Let’s make the best of that time.

  1. Pursue a hobby that you’ve always wanted to start. Get truly passionate about it and start improving. Maybe you’ve always wanted to oil paint – now is the time to take lessons. Perhaps you want to learn how to bake a killer macaron or design your own website (PS: I can give you WordPress tips). Start now, start now, start now! You can possibly even start a club at UW. Take something you are interested in, and move it to the next level.
  2. Polish up that resume! Add a pop of colour. Add modern graphic designs. Update it with your experiences. Make it so well-designed that employers HAVE to take a second look. Your resume should be 2 pages maximum, highlighting only relevant information.
  3. Make a LinkedIn account. Most employers will search up your name, and potentially make their final decision based on your online presence. Use your LinkedIn as an “extended resume”. Show off the courses you’ve taken, the awesome experiences you have, and the things you’re passionate about. You can see mine at www.linkedin.com/in/cindyweikinesiology/
  4. Consider doing some kin-related volunteering. I volunteered at Waterloo Sports Medicine, which gave me great experience for the clinical job that I am doing now. You can volunteer in 2-hour shifts once or twice a week. I also volunteered at KidsAbility, where I helped a teacher lead a class of 8-10 kindergarteners with special needs. One of my favourite summer volunteer jobs was supervising elderly residents at the Parkwood Senior Home. Eventually, they allowed me to lead my own Stretch and Strengthen fitness classes for groups of seniors (age 70+).
  5. Go on vacation with your family. In the rest of your Kinesiology degree, you will not have a 4-month break again. Enjoy it! Do things you love.
  6. Consider applying for the AHS Fun Run coordinating team. It was hard work to organize the Fun Run, but SO worth it – even being at school for 6:30 AM on event day was great. I got to meet so many dedicated upper-year friends.
  7. Chat up a professor (with a polite email!) and ask about research opportunities.
  8. If you are interested in teaching fitness classes like spinning, Zumba, Aquafit, yoga, or barre, consider getting a fitness certification. Search up ‘CanFitPro’ if you’re interested.

10 Things I Need in a Career

Being in Waterloo’s co-op program taught me a lot. I worked at the Toronto Health Centre, a physiotherapy clinic, for the last four months, and was truly instilled with a sense of what I like (and don’t like!) in my future jobs.

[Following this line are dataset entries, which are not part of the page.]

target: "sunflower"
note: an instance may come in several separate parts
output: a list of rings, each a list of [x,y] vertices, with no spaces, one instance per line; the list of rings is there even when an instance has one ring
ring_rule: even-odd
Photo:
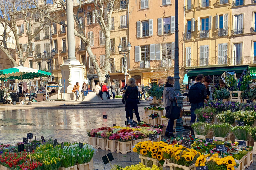
[[[233,166],[228,164],[227,165],[227,170],[235,170],[235,167]]]
[[[141,149],[140,150],[140,153],[144,155],[147,154],[147,150],[145,149]]]

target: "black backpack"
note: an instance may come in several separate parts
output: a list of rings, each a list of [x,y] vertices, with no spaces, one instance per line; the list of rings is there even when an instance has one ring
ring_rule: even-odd
[[[188,99],[190,103],[196,103],[203,101],[201,85],[195,83],[192,85],[188,91]]]

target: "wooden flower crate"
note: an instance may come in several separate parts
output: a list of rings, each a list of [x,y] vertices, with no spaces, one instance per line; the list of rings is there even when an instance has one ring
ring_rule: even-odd
[[[109,150],[111,152],[115,152],[117,149],[117,140],[112,140],[107,139],[107,146],[106,150]]]
[[[97,146],[97,137],[88,137],[88,143],[89,144],[92,146],[94,148],[96,148]]]
[[[103,150],[106,149],[107,147],[107,138],[100,138],[98,137],[97,139],[97,145],[96,149],[101,148]]]
[[[93,170],[92,166],[92,163],[89,162],[87,163],[85,163],[84,164],[79,164],[76,163],[76,165],[77,166],[77,170]]]
[[[133,146],[131,140],[125,142],[118,141],[116,153],[121,152],[122,154],[125,154],[129,152],[132,152]]]
[[[68,168],[64,168],[61,166],[58,169],[58,170],[77,170],[77,165],[76,165]]]

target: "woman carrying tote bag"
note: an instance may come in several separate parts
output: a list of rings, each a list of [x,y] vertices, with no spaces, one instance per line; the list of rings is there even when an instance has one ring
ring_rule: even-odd
[[[167,113],[170,115],[170,111],[171,110],[172,107],[177,106],[176,100],[178,98],[179,94],[176,95],[174,91],[173,85],[174,84],[174,78],[170,76],[166,78],[166,83],[164,85],[164,89],[163,92],[163,98],[164,100],[164,106],[165,107],[166,116]],[[171,109],[169,111],[169,110]],[[168,113],[168,111],[169,111]],[[170,117],[170,120],[168,122],[166,130],[165,131],[165,136],[170,137],[174,137],[173,135],[173,124],[175,119],[171,116],[172,113],[171,113],[171,116]],[[177,119],[177,118],[176,118]]]

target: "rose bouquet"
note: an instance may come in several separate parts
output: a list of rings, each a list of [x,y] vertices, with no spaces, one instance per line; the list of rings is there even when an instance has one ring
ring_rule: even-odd
[[[211,121],[213,118],[213,115],[216,114],[216,109],[211,107],[201,108],[195,111],[195,114],[200,122],[205,122],[205,121],[208,119]]]
[[[216,124],[211,126],[214,136],[226,137],[231,130],[232,126],[228,123]]]
[[[199,122],[191,125],[191,127],[198,135],[207,135],[211,128],[211,126],[207,123]]]
[[[244,126],[236,126],[232,128],[231,131],[233,132],[237,139],[247,140],[248,138],[248,131],[250,127],[249,125]]]
[[[236,112],[234,114],[235,120],[244,122],[244,124],[252,125],[256,119],[256,112],[254,111],[241,111]]]
[[[219,113],[216,116],[216,117],[221,122],[232,124],[235,122],[233,118],[233,115],[234,113],[231,110],[228,110]]]

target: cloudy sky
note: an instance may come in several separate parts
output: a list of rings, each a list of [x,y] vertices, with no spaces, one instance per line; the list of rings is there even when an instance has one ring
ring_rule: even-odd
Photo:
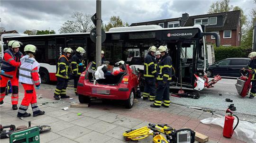
[[[119,16],[129,24],[162,19],[207,14],[214,0],[102,0],[102,19],[107,23],[111,16]],[[256,5],[253,0],[231,0],[230,4],[242,8],[246,15]],[[73,11],[93,14],[96,0],[0,0],[0,26],[6,30],[58,29],[70,19]],[[247,16],[247,17],[249,17]]]

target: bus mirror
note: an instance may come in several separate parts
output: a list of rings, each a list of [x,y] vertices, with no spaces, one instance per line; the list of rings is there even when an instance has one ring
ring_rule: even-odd
[[[215,38],[216,44],[217,47],[219,47],[220,45],[220,37],[219,34],[217,32],[203,32],[200,34],[200,38],[202,38],[205,35],[213,35]]]

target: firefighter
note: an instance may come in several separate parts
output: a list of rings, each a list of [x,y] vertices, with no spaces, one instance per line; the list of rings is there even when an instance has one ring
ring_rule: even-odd
[[[63,54],[59,58],[55,74],[57,82],[54,96],[55,100],[60,100],[60,95],[61,98],[69,98],[69,96],[66,95],[66,89],[69,79],[69,58],[73,50],[70,48],[65,48],[63,52]]]
[[[169,82],[172,80],[172,58],[169,56],[166,46],[160,46],[158,50],[161,53],[162,59],[159,64],[159,70],[156,77],[158,86],[155,100],[154,103],[150,105],[150,107],[160,108],[162,105],[168,108],[171,102],[169,90]]]
[[[24,48],[26,54],[20,59],[21,65],[19,67],[19,81],[21,83],[25,91],[25,95],[21,104],[18,108],[18,117],[27,117],[30,113],[26,111],[29,104],[31,105],[33,116],[44,115],[45,111],[39,110],[37,101],[36,89],[40,89],[41,80],[38,74],[39,64],[35,59],[35,54],[37,47],[33,45],[27,45]]]
[[[145,100],[149,97],[149,101],[154,101],[155,92],[155,77],[156,70],[155,59],[155,53],[156,51],[156,47],[152,46],[148,50],[148,52],[145,58],[144,62],[144,76],[145,78],[146,85],[144,92],[142,93],[143,100]]]
[[[76,95],[77,83],[82,73],[84,71],[84,64],[83,63],[82,56],[85,51],[82,47],[78,47],[75,54],[71,58],[71,71],[74,78],[74,90]]]
[[[105,59],[105,52],[103,50],[101,50],[101,64],[104,64],[103,61],[106,61]],[[91,69],[96,70],[96,62],[94,61],[92,62],[92,65],[91,65]]]
[[[251,79],[252,88],[249,98],[253,99],[256,96],[256,82],[255,81],[256,79],[256,77],[255,77],[256,74],[256,52],[253,51],[249,53],[248,58],[250,58],[251,60],[247,65],[247,68],[252,70],[251,73],[253,75],[252,79]]]
[[[8,43],[9,48],[4,51],[0,79],[0,104],[3,103],[5,89],[7,82],[10,80],[12,93],[11,104],[13,110],[18,109],[18,67],[20,66],[20,58],[23,56],[19,51],[20,42],[11,41]]]

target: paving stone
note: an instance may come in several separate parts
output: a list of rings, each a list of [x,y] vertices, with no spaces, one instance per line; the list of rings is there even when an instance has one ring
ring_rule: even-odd
[[[71,123],[81,126],[87,127],[87,126],[91,126],[100,121],[101,121],[101,120],[96,118],[90,118],[89,117],[84,117],[81,118],[73,120],[72,121]]]
[[[40,143],[47,143],[61,137],[61,136],[52,132],[40,134]]]
[[[71,122],[83,117],[84,117],[84,116],[82,116],[82,114],[81,116],[78,116],[77,114],[69,112],[68,114],[64,114],[62,116],[58,117],[57,118],[67,122]]]
[[[116,139],[125,141],[125,138],[122,135],[122,134],[126,131],[129,130],[129,129],[119,126],[105,134],[105,135],[113,137]]]
[[[51,112],[46,112],[46,114],[52,117],[58,117],[68,113],[69,112],[67,110],[65,111],[62,109],[57,109]]]
[[[108,113],[102,116],[98,117],[97,119],[112,123],[125,118],[125,116],[120,115],[115,113]]]
[[[75,139],[74,140],[82,143],[103,143],[111,139],[112,137],[110,136],[93,131]]]
[[[61,137],[59,138],[57,138],[55,140],[52,141],[48,143],[77,143],[74,141],[73,141],[70,139],[64,137],[64,136]]]
[[[123,142],[122,141],[121,141],[119,139],[115,139],[115,138],[112,138],[112,139],[106,142],[106,143],[125,143],[126,142]]]
[[[102,110],[95,110],[89,112],[86,112],[83,114],[84,116],[89,117],[92,118],[97,118],[110,113]]]
[[[77,126],[73,126],[57,133],[72,140],[74,140],[80,136],[85,135],[92,132],[91,130]],[[86,143],[84,142],[83,143]]]
[[[60,120],[49,116],[40,118],[33,121],[33,124],[37,125],[47,125],[47,124],[58,121]]]
[[[52,128],[51,131],[54,133],[57,133],[61,130],[75,126],[75,125],[73,124],[62,120],[49,124],[47,125],[51,126],[51,127]]]
[[[104,134],[117,126],[117,125],[114,124],[110,124],[104,121],[100,121],[96,124],[89,126],[86,128],[101,134]]]

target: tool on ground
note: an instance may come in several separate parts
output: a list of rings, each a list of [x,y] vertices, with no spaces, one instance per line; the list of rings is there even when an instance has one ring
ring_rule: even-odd
[[[149,123],[146,126],[137,129],[131,129],[126,131],[123,135],[126,141],[137,141],[153,135],[154,143],[190,143],[195,141],[195,132],[190,129],[176,130],[166,124]],[[165,138],[161,133],[165,135]]]
[[[8,130],[4,130],[5,128],[9,128]],[[0,139],[5,139],[9,137],[9,135],[11,133],[16,130],[16,127],[14,125],[2,126],[0,125]]]
[[[49,126],[44,125],[44,126],[38,126],[31,127],[31,121],[28,121],[28,127],[27,128],[27,126],[19,126],[16,128],[15,126],[14,125],[11,125],[7,126],[2,126],[1,125],[0,125],[0,139],[4,139],[4,138],[10,137],[11,135],[12,135],[12,134],[14,132],[19,133],[19,132],[20,131],[21,131],[21,133],[22,133],[23,131],[26,132],[27,132],[27,130],[30,131],[30,128],[34,128],[34,127],[37,127],[37,128],[38,129],[39,133],[44,133],[48,132],[51,129],[51,126]],[[8,131],[4,130],[4,128],[9,128],[9,129]],[[34,131],[34,130],[35,129],[33,129],[32,130]],[[19,135],[19,133],[18,134]],[[23,136],[23,135],[20,135]],[[16,135],[16,136],[14,135],[13,136],[12,138],[14,138],[15,139],[16,138],[16,137],[17,136],[17,135]],[[30,135],[28,135],[27,136],[30,136]],[[39,137],[39,136],[38,136],[38,137]],[[23,138],[23,139],[24,139]],[[26,142],[24,142],[21,141],[20,142],[19,141],[18,142],[10,142],[10,143],[26,143]],[[30,142],[27,142],[27,143],[30,143]],[[37,142],[33,142],[33,143],[37,143]]]
[[[237,110],[237,108],[236,108],[236,107],[234,106],[234,104],[231,104],[230,105],[229,105],[229,106],[228,109],[230,109],[230,110],[233,111]]]
[[[233,102],[233,100],[231,100],[231,99],[230,99],[229,98],[226,98],[225,100],[227,102]]]
[[[182,59],[180,61],[180,78],[181,79],[181,89],[178,92],[178,94],[182,94],[185,93],[183,90],[182,90]]]
[[[233,128],[235,116],[238,119],[238,122],[235,127]],[[225,116],[225,122],[223,127],[223,136],[227,138],[231,138],[234,133],[234,131],[238,126],[239,123],[239,118],[236,115],[233,114],[233,112],[229,109],[226,111]]]
[[[238,78],[235,85],[239,95],[244,97],[248,94],[251,87],[251,79],[252,74],[251,70],[245,68],[240,70],[240,74],[242,76]]]

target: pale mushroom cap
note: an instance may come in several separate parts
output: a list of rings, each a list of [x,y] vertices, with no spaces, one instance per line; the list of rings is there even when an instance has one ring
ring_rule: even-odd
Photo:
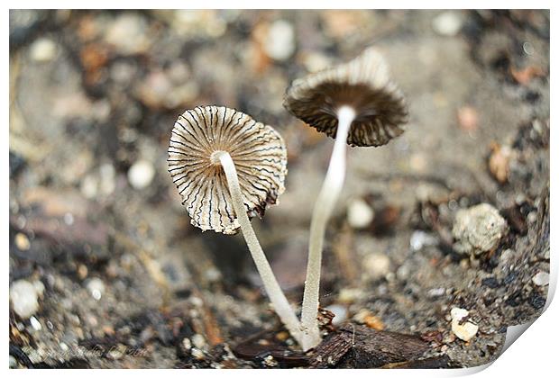
[[[194,226],[225,234],[240,227],[223,167],[211,161],[215,151],[231,155],[249,217],[261,217],[285,190],[287,150],[270,126],[234,109],[198,106],[171,132],[169,172]]]
[[[347,143],[382,146],[404,132],[408,109],[404,96],[390,80],[382,56],[366,50],[350,62],[293,81],[283,105],[306,123],[335,138],[337,110],[352,107],[356,117]]]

  1. Something medical or healthcare related. I like to make people feel their best.
  2. Being able to care for people who cannot care for themselves. By that, I mean that I do NOT want to serve food as a waitress (because that is something people are able to do). I want to teach things to people who don’t understand certain concepts, organize events that people wouldn’t be able to create, or treat regular citizens in a medical sense.
  3. Regular hours. I need to work from 9:00 to 5:00 every day, with a 30-60 minute break for lunch at around 1:00 (flexible). Weekends off; and 2-4 weeks of vacation each year. No overnight shifts!
  4. The ability to be very independent, so I don’t need to wait on other people.
  5. Encouraging, positive, success-oriented coworkers who inspire me to be the best version of myself.
  6. Being able to move around, so I am only sitting in front of a computer 40-60% of the time. I like to move it, move it!
  7. Long-lasting relationships. I want to be able to see people grow, progress, improve, develop – over the course of a year (or even a decade or two).
  8. Organized and sanitary environment: no poop for me, please.
  9. A variety of tasks to do every day, so I don’t feel bored. I need to see different people, do different things. No dull, monotonous tasks day after day.
  10. Being able to wear my own choice of comfortable (and professional, of course) clothing.

What do you think? Are my “rules” reasonable?